1a) QoS with Palo. I call this 1a because its related to 1 above. Similar DCE style COS (as defined by the standards) are possibly here, but instead of only being able to do it to a pair of vNICs or vHBAs you can apply them to ALL vNICs and all vHBAs. Again set at the UCS level.

2) vDS/vSwitch, which would be vSphere style QoS which is more rate limiting than anything else. This would apply to vNIC traffic ONLY. You cannot control the FC/Ethernet split here, that must be done at the UCS level.

3) Nexus 1000v in lieu of the vSphere vDS. In this method, you can apply traditional "Cisco style" polocy maps for QoS. This is something network admins will be VERY familiar with.

So I think a full-end-to-end QoS solution would require both UCS QoS settings AND vDS or 1000v QoS settings. The UCS QoS settings would control the DCE lanes (split between vNIC and vHBA weights for example), and the pure Ethernet/IP QoS can happen at the vDS and 1000v level.

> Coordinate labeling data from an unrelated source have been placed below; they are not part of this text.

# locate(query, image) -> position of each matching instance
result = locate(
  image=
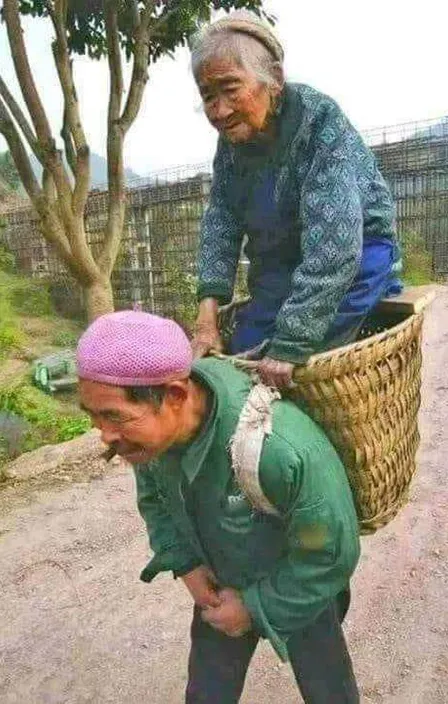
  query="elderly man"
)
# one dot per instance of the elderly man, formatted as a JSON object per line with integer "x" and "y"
{"x": 275, "y": 567}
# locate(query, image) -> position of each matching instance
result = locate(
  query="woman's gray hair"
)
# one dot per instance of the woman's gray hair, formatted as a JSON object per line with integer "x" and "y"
{"x": 229, "y": 39}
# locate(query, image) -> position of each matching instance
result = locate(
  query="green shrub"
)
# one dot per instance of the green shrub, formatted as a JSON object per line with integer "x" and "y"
{"x": 30, "y": 297}
{"x": 10, "y": 335}
{"x": 417, "y": 261}
{"x": 43, "y": 413}
{"x": 7, "y": 261}
{"x": 72, "y": 426}
{"x": 66, "y": 338}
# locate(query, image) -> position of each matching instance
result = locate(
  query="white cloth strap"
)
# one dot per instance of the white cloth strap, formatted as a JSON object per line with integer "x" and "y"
{"x": 255, "y": 422}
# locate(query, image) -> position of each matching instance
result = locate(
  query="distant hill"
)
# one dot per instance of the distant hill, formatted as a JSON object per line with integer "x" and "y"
{"x": 98, "y": 170}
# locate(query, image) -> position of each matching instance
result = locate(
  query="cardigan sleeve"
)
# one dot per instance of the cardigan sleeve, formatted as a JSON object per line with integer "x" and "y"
{"x": 221, "y": 236}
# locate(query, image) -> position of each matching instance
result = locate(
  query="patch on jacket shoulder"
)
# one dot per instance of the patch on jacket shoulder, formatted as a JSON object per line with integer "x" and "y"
{"x": 312, "y": 536}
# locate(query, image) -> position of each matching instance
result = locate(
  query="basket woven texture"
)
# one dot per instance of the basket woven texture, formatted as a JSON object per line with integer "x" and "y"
{"x": 366, "y": 397}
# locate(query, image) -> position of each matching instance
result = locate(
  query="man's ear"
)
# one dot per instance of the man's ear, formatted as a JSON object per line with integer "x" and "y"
{"x": 280, "y": 76}
{"x": 176, "y": 393}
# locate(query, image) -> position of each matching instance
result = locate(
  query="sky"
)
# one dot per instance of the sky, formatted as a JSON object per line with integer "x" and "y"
{"x": 385, "y": 62}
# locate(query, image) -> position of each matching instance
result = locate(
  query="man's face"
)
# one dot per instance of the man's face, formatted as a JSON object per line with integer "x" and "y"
{"x": 235, "y": 101}
{"x": 138, "y": 432}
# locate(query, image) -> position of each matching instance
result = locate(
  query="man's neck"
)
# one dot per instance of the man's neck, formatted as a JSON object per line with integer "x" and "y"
{"x": 196, "y": 412}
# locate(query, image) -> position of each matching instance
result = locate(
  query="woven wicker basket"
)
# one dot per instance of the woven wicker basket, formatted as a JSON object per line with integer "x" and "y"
{"x": 366, "y": 397}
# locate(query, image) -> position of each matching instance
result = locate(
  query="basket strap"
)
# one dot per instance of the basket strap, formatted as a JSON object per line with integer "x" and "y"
{"x": 255, "y": 422}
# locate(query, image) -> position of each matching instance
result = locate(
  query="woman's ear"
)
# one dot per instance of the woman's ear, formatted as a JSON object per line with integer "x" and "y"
{"x": 279, "y": 78}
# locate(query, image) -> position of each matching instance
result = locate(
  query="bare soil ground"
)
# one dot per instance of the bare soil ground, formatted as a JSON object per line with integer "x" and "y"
{"x": 78, "y": 627}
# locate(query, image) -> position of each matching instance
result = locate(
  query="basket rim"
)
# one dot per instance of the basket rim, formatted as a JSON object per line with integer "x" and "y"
{"x": 359, "y": 345}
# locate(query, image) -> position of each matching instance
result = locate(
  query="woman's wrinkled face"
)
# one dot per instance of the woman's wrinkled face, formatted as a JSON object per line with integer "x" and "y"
{"x": 236, "y": 103}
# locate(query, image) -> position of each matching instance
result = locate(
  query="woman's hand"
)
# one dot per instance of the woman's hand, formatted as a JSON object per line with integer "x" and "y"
{"x": 206, "y": 333}
{"x": 231, "y": 616}
{"x": 206, "y": 339}
{"x": 202, "y": 585}
{"x": 273, "y": 372}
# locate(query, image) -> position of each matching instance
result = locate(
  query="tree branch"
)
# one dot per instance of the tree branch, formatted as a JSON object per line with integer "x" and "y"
{"x": 18, "y": 153}
{"x": 23, "y": 71}
{"x": 50, "y": 222}
{"x": 72, "y": 117}
{"x": 114, "y": 59}
{"x": 115, "y": 144}
{"x": 49, "y": 155}
{"x": 19, "y": 116}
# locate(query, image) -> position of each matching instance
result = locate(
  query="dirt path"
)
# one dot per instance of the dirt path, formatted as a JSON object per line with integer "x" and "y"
{"x": 77, "y": 626}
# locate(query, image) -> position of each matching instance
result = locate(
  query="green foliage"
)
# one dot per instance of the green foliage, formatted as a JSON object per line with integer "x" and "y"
{"x": 10, "y": 335}
{"x": 417, "y": 261}
{"x": 7, "y": 261}
{"x": 30, "y": 297}
{"x": 8, "y": 172}
{"x": 66, "y": 338}
{"x": 43, "y": 413}
{"x": 183, "y": 288}
{"x": 72, "y": 426}
{"x": 173, "y": 22}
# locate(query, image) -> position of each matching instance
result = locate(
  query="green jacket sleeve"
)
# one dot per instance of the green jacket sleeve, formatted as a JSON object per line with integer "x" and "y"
{"x": 331, "y": 218}
{"x": 171, "y": 550}
{"x": 323, "y": 545}
{"x": 221, "y": 237}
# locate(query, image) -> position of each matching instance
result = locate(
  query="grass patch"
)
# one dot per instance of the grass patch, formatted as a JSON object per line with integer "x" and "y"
{"x": 45, "y": 416}
{"x": 66, "y": 338}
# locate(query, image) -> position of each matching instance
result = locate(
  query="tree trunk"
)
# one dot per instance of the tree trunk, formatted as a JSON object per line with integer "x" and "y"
{"x": 98, "y": 298}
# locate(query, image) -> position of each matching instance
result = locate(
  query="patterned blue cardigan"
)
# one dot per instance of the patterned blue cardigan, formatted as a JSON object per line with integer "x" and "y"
{"x": 329, "y": 196}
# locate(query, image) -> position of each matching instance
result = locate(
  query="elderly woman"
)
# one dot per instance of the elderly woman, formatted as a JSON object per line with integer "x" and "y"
{"x": 293, "y": 176}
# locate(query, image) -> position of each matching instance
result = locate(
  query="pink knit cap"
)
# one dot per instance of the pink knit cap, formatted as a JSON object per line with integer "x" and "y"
{"x": 131, "y": 348}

A consolidated document describing all this would be very useful. The above is just what I have deduced from reading various sources and configuring with my own UCS/vSphere lab.

Aaron Delp said...

Vijay - Great information! Thank you!

Unknown said...

Aaron, another thing to keep in mind is that with Palo you can have the same type of environment with multiple NICs, AND apply the QOS and rate limiting. It's the best of both worlds.

Vikash Kumar Roy said...

Do you really need to dedicate uplink for vmotion ? I have used internal link for vmotion so that traffic will be confined to Chassis itself rather than leaving it

Anonymous said...

Cisco's approach sounds good but QOS is not new and HP has sold over 3Million Flex Fabrics in around 14 months. I think disruption from Cisco in this case is a marketing idea. HP's solution is elegant and works for Ethernet, ISCSI, FCOE.
Oh and Microsoft, VM, Zen, ........
:)

Aaron Delp said...

Anon - Sorry but you're drinking WAY to much of the HP Kool-Aid. Yes, Flex-10/Fabric has a large install base but the only thing it has going for it is simplicity. The idea of HP Flex-10 being elegant is a matter of your opinion, not mine.

With the introduction of vSphere 4.1 vMotion (and other forms of traffic but vMotion is the best example) can now operate at speeds greater than 2.5GBps. If you are using Flex-10 and split it up into 4 nics of 2.5 each, you will never be able to go faster. On the other hand your Cisco UCS system can burst as high as need (i.e. faster vMotions) while still keeping everything running. That is elegant.